Sedangkan ditilik dari segi terminologi,
terdapat beragama statemen dari kalangan fuqaha dalam mendefinisikannya.
Tajuddin as-Subuki (w. 771) mendefinisikan kaidah fikih sebagai rumusan hukum
yang bersifat universal (kulliyyat) yang mampu merangkum segala macam
persoalan furu’iyyah tanpa terkecuali, serta memiliki fungsi untuk
mengetahui status hukum persoalan yang serupa. Sementara menurut al-Hamawi (w.

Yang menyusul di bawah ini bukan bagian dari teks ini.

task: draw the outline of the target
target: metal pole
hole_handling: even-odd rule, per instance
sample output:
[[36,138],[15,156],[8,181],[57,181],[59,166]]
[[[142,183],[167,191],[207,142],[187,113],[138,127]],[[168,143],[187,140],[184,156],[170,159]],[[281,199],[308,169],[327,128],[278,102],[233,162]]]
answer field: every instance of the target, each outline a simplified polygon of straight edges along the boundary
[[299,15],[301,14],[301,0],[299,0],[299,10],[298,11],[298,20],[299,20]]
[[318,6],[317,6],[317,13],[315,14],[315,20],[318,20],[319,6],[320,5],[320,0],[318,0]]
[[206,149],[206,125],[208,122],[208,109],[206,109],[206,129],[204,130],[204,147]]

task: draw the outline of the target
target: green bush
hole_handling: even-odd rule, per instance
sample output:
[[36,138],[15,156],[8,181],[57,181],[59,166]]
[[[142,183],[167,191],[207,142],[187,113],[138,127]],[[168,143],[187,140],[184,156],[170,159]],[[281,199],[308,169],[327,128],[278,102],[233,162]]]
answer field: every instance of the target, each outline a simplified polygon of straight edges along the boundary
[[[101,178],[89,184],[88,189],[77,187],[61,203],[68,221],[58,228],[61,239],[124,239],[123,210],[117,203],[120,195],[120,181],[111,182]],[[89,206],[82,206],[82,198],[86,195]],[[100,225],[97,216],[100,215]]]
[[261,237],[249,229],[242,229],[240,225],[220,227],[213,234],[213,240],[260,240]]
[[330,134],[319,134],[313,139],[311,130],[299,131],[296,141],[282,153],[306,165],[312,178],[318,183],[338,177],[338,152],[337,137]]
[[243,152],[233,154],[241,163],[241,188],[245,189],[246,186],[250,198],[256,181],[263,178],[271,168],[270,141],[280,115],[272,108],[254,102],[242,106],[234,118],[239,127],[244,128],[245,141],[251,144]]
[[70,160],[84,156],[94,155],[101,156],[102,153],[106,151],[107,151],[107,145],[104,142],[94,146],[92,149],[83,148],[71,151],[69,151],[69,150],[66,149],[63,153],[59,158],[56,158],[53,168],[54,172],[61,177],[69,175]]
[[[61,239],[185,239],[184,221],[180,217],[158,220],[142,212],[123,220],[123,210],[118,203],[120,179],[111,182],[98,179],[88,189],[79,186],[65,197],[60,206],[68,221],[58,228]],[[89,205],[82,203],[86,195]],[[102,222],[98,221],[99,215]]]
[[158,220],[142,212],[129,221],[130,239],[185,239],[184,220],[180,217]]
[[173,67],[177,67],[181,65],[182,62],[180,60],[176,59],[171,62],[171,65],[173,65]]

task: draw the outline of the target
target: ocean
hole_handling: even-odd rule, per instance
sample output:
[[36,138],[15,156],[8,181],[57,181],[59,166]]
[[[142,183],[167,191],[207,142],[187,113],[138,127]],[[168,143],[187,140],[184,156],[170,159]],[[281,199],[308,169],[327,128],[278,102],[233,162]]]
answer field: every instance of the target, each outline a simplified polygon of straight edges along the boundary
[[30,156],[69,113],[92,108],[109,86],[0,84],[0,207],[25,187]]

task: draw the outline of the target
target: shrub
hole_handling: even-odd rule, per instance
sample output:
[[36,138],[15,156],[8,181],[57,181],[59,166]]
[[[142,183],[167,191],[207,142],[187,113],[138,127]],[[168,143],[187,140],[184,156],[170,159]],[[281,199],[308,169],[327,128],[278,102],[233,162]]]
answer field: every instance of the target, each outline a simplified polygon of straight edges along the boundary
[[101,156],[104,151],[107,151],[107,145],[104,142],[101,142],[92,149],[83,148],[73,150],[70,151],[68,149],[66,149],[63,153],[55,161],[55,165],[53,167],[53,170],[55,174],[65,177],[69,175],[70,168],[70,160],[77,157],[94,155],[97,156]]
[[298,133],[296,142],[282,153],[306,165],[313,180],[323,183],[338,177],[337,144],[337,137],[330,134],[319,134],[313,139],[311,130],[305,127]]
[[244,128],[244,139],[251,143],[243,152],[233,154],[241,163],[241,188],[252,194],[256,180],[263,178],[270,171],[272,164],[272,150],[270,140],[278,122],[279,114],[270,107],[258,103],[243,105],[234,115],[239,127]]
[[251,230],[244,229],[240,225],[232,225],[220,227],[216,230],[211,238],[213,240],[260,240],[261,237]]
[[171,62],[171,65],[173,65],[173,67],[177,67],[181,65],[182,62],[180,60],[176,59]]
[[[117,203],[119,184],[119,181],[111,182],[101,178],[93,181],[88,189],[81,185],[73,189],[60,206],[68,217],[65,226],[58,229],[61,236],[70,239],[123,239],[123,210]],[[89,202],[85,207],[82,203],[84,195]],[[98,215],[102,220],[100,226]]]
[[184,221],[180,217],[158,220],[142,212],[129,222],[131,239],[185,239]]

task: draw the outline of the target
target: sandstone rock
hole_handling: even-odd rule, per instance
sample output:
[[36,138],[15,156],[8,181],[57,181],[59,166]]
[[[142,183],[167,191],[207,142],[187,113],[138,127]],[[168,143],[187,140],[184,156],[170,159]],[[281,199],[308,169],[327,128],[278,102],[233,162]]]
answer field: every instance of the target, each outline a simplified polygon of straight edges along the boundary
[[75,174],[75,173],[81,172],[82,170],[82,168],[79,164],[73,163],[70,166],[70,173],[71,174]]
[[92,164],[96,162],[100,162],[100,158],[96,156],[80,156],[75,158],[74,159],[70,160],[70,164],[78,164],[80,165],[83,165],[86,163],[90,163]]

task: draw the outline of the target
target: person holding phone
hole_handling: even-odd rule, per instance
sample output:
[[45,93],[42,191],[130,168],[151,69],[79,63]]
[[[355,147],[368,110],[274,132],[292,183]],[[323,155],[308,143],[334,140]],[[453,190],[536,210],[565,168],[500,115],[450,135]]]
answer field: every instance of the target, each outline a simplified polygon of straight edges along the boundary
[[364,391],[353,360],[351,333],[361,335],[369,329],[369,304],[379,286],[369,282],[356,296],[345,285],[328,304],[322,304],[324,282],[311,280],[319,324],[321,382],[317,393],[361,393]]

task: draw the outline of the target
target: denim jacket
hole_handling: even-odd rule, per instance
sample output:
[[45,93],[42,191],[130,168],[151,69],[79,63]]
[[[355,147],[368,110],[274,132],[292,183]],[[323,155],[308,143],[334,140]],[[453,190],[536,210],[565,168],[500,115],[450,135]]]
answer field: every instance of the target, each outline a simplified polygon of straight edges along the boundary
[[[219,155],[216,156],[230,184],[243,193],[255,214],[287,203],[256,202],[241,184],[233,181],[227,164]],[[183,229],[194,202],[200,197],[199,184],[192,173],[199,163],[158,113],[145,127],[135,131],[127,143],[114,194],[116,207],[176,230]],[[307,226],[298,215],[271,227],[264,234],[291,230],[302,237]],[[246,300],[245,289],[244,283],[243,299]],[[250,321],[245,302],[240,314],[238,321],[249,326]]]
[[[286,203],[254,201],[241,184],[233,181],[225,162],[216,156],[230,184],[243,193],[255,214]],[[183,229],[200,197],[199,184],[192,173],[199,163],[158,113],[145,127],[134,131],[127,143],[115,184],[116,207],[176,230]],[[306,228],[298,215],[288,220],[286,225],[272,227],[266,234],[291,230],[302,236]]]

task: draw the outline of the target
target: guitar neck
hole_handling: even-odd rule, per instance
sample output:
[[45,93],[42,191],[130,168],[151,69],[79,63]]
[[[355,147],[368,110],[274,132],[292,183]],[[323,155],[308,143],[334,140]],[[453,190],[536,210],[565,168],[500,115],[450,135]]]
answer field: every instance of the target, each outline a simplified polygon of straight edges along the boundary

1098 H) kaidah fikih ialah kerangka hukum yang bersifat mayoritas (aktsariyah
/ aghlabiyyah) yang mencakup beberapa permasalahan fikih dan berfungsi
mengetahui status hukumnya.
Manfaat Mempelajari Kaidah Fikih
Di antara manfaat mengetahui kaidah fikih
adalah kita tidak akan kesulitan untuk mengetahui esensi fikih, dasar-dasar
hukumnya, serta sejumlah rahasia yang terkandung di dalamnya. Di samping itu,
kaidah fikih yang mudah untuk dihafal, dapat membantu kita dalam melakukan ilhaq
(analogi), takhrij untuk mengetahui hukum dari berbagai persoalan
baru yang semakin hari semakin membengkak dan budaya masyarakat yang belum
tertuang dalam kitab-kitab fikih klasik.
Di konteks yang sama, dengan ungkapan yang
cukup al-Qarafi menuturkan, “Barang siapa yang menguasai fikih disertai dengan
kaidah-kaidah (kulliah-nya), maka iatidak perlu bersusah payah untuk
menghafal hukum-hukum juz’iyyah, karena semuanya sudah tercakup dalam
kaidah tersebut.”
Dalam Dirasah wa Tahqiqil-Kitab al-Qawa’id,
Abdurrahman bin Abdullah asy-Sya’lani menyatakan dengan lebih gamblang
bahwa terdapat enam keistimewaan dalam mempelajari kaidah fikih. Pertama, dengan
ungkapan yang ringkas dan padat, kaidah fikih mudah dipelajari dan dihafal oleh
siapapun sehingga dimungkinkan seseorang tidak mengalami kesulitan untuk
mengetahui hukum-hukum furu’iyah (cabang) yang tak terhitung jumlahnya
walaupun masih tetap harus mempelajari hukum-hukum furu’iyyah. Senada dengan
asy-Sya’lani, yaitu ungkapan Imam az-Zarkasyi, “Bahwa menguasai beragam
persoalan dengan satu studi yang integral akan lebih mudah dihafal dan dikuasai”.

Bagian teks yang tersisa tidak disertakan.